Ketika “Uji Tiga Gunung” diterbitkan dengan cara yang berbeda (Bell et al, 1975) anak
mampu menyelesaikan tugas di usia sebelumnya. Penelitian terbaru menggambarkan poin yang
menarik yaitu bahwa orang dewasa menganggap tugas itu sulit untuk diselesaikan, dan bahwa
mereka dipaksa membuat kesalahan oleh desain tersebut padahal sebenarnya mereka adalah
peserta non-egosentris (McDonald & Stuart-Hamilton, 2003).

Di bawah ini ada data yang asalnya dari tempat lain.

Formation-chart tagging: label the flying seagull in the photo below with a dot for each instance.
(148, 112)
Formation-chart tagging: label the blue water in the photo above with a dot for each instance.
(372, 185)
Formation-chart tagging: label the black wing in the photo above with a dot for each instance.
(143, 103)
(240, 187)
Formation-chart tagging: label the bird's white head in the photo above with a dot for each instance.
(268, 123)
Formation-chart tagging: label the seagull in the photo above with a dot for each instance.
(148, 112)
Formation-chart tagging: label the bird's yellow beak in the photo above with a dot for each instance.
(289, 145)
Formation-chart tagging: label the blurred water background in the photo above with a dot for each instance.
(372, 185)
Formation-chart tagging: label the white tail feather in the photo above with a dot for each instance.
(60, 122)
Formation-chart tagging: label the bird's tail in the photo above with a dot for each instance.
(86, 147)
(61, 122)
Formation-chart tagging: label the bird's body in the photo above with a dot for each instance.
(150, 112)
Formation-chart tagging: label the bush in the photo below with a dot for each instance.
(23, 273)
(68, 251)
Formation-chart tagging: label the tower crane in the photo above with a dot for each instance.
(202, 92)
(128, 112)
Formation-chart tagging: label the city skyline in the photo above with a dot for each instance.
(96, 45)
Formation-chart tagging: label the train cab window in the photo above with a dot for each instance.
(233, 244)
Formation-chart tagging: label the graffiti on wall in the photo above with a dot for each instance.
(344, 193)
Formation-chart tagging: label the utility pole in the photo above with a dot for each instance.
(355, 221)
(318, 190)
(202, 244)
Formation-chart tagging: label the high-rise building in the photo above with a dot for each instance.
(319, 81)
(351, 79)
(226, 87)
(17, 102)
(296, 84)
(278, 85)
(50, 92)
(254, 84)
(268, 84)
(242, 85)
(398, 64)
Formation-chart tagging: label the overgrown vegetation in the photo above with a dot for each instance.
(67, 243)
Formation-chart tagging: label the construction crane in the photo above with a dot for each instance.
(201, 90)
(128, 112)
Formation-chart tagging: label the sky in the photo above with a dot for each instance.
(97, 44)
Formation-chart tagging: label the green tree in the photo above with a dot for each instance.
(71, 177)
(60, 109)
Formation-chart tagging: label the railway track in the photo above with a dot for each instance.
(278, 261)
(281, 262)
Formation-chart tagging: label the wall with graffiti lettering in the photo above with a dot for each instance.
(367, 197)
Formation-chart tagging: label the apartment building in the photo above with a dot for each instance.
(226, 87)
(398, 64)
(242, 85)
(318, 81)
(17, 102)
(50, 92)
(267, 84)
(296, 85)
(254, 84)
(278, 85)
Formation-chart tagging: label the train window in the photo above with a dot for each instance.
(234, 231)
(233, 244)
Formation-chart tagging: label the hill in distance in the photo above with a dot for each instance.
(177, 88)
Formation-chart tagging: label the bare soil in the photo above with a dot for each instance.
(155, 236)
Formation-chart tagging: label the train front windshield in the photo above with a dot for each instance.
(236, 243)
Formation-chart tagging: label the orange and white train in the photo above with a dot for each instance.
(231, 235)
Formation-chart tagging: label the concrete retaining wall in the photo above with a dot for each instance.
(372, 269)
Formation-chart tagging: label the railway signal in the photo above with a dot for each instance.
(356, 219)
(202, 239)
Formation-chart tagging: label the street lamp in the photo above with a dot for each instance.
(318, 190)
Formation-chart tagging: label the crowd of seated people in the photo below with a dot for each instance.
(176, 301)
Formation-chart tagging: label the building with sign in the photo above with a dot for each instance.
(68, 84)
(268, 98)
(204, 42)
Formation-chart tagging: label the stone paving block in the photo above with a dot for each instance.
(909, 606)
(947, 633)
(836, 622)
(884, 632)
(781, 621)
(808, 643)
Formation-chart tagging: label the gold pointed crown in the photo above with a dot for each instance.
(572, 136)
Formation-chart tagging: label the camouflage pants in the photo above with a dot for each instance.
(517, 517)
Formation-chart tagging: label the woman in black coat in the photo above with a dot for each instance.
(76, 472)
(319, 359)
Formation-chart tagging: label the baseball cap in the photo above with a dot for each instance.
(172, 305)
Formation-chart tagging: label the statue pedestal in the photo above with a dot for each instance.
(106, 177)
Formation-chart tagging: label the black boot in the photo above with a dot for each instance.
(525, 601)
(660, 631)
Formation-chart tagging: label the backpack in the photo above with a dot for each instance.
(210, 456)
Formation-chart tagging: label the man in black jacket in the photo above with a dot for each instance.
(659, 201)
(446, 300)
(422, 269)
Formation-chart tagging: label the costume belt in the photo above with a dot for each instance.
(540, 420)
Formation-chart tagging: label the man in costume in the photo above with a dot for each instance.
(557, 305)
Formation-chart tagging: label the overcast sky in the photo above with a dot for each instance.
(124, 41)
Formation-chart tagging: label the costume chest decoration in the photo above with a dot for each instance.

Light, Buckingham dan Robbins (1979) melakukan versi yang berbeda dari tugas konservasi
dengan cara mengambil dua gelas identik berisi makanan, dan kemudian menunjukkan kepada
anak-anak bahwa satu gelas memiliki sebuah keping. Anak-anak kemudian diminta untuk
menempatkan makanan dari gelas tersebut ke dalam gelas yang bentuknya berbeda sehingga
kepingan itu aman.  Dalam kondisi seperti ini anak lebih  mampu menyatakan bahwa jumlah
makanan tetap sama, meskipun sekarang tampak berbeda. Hal ini menunjukkan bahwa cara di
mana tes konservasi dirancang dapat menjadi alasan untuk kegagalan anak-anak dan bukan
ketidakmampuan mereka untuk memahami.

2.5.4        Bahasa
Frank (1966) menyatakan bahasa bisa membantu menguasai pola pikir konkrit. Namun,
seperti telah kita lihat, Sinclair-de-Zwart (1969) tidak menemukan ada bukti bahwa pelatihan
bahasa meningkatkan kinerja.
Jika perkembangan kognisi berhubungan dengan kedewasaan, (yaitu beberapa kemampuan
hanya mungkin dilakukan pada usia tertentu) kemudian praktek tidak akan meningkatkan
kinerja. Danner dan Day (1977) menemukan peningkatan kinerja formal pemecahan masalah
operasional setelah latihan tapi peningkatan yang paling jelas adalah pada anak-anak yang lebih
tua. Hal ini menunjukkan bahwa kedewasaan tidak berpengaruh.